I mentioned the goal scorers in the Wolves versus Sunshine game quite deliberately, as we the fans do not know the players that ply their trade across the country, week in week out. I confess I had barely heard of Sunday Mba before his selection for the Super Eagles African Cup of Nations squad.

This brings me to my first point, we need to hype these players more. The players are the the lifeblood of the clubs. They are a special product that must be advertised and promoted. The NPFL, from the numerous games I’ve watched, has more than enough talents that can become household names.

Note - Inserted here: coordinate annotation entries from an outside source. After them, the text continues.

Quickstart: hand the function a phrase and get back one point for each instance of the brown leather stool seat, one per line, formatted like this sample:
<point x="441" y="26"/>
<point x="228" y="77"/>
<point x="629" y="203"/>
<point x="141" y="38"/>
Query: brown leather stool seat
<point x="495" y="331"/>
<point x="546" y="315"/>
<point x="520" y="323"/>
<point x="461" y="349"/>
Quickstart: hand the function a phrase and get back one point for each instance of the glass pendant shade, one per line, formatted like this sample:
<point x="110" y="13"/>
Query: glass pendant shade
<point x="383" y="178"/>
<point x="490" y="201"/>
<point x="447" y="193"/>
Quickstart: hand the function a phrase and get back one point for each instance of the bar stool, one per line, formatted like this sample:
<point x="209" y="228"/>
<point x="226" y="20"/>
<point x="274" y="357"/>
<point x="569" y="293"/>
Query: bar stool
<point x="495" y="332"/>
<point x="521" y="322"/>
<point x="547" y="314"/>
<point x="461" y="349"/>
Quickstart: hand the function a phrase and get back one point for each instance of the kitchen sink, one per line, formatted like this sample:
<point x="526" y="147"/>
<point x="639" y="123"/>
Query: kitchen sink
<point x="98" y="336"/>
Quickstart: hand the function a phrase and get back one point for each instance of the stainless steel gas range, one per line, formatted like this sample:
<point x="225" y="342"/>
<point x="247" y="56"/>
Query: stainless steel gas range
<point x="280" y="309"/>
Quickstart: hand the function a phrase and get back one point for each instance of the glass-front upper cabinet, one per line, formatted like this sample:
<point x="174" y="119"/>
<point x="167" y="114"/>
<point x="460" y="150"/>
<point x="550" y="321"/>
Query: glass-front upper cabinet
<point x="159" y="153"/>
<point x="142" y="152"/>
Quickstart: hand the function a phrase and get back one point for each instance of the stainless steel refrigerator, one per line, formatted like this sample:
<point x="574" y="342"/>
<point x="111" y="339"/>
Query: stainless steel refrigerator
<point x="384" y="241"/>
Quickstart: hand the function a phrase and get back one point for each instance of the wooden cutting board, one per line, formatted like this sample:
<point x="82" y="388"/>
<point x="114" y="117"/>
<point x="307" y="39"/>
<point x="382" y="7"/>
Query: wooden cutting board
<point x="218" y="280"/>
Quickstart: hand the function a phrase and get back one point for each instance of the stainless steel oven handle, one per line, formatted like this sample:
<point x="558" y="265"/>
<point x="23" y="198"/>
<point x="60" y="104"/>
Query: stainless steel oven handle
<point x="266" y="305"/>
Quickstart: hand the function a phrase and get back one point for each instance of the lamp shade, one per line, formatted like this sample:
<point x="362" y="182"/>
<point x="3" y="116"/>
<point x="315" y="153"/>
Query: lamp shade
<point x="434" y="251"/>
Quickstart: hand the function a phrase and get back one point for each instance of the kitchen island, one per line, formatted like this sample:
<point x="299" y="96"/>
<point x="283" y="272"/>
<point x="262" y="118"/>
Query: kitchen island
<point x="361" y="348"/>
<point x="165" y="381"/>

In the past, fans across the country flocked to see the greats play. Great names such as Segun Odegbami, Adokie Amesimaka, Christian Chukwu, Muda Lawal, Patrick Ekeji ( yes, Chief was a superb defender!). The next generation of legends is out there waiting to be discovered. Etebor would have grabbed a hat trick if he had played in place of any of the bumbling Eagles strikers that were so inept against Tahiti.

Another myth I must dispel is the supposed lack of security in the stadiums. The time of the area boy or ‘agbero’ in the stadiums has passed. They have since moved on to the much more lucrative province of politics. In the games I’ve been to. I’ve seen fathers bring their children and lot of ladies in attendance too. The police presence in most stadiums is usually strong enough to deter any anti-social behavior.

The fact that the NPFL is shown only on SuperSport and not on terrestrial television ironically also prevents fans from coming to match venues. It’s all about disseminating information and creating brand loyalty. Millions more Nigerians would be able to enjoy the unique flavour of the NPFL.